The Securities and Exchange Commission last week charged two former executives at Och-Ziff Capital Management Group with being the driving forces behind a far-reaching bribery scheme that violated the Foreign Corrupt Practices Act.

Och-Ziff and two other executives previously settled charges against them in the case.
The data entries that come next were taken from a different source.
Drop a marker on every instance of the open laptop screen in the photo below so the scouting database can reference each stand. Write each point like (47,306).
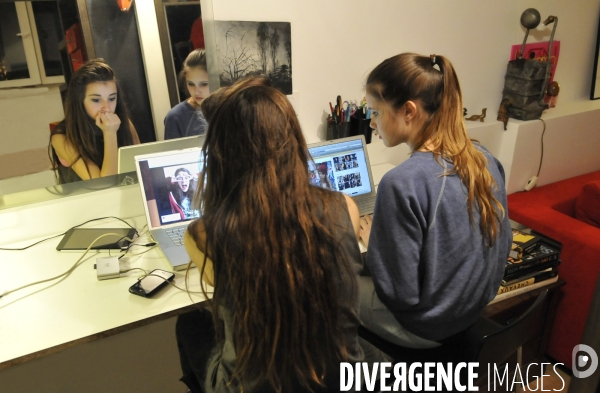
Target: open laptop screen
(340,166)
(169,181)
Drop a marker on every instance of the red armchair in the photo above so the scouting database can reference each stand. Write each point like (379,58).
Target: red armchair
(550,210)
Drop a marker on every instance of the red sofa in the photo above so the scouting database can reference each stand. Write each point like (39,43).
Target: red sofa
(551,210)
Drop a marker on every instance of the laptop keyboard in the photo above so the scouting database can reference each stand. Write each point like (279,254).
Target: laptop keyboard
(176,235)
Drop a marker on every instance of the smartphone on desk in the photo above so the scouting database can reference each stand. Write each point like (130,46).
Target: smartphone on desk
(151,284)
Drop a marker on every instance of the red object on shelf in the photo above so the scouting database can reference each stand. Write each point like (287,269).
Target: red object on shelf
(73,38)
(77,59)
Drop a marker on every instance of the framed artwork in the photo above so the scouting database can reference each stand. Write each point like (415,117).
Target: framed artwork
(255,48)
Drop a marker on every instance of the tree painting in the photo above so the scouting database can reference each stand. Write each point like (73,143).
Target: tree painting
(255,48)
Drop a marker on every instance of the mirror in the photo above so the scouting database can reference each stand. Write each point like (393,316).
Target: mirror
(27,112)
(595,95)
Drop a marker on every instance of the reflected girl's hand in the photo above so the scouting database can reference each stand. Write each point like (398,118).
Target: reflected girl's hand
(365,228)
(108,122)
The SEC complaint, filed Jan. 26, alleges that Michael Cohen, who headed Och-Ziff’s European office, and an investment executive on Africa-related deals, Vanja Baros, caused tens of millions of dollars in bribes to be paid to high-level government officials in Africa. Their alleged misconduct induced the Libyan Investment Authority sovereign wealth fund to invest in Och-Ziff managed funds. Cohen and Baros also allegedly directed illicit efforts to secure mining deals to benefit Och-Ziff by directing bribes to corruptly influence government officials in Chad, Niger, Guinea, and the Democratic Republic of the Congo, the SEC said.

The SEC’s complaint charges Cohen and Baros with violating the FCPA and Section 30A of the Securities Exchange Act, and aiding and abetting Och-Ziff’s violations. Cohen also is charged with violating Sections 206(1) and 206(2) of the Investment Advisers Act. The SEC is seeking monetary penalties against Cohen and Baros among other remedies.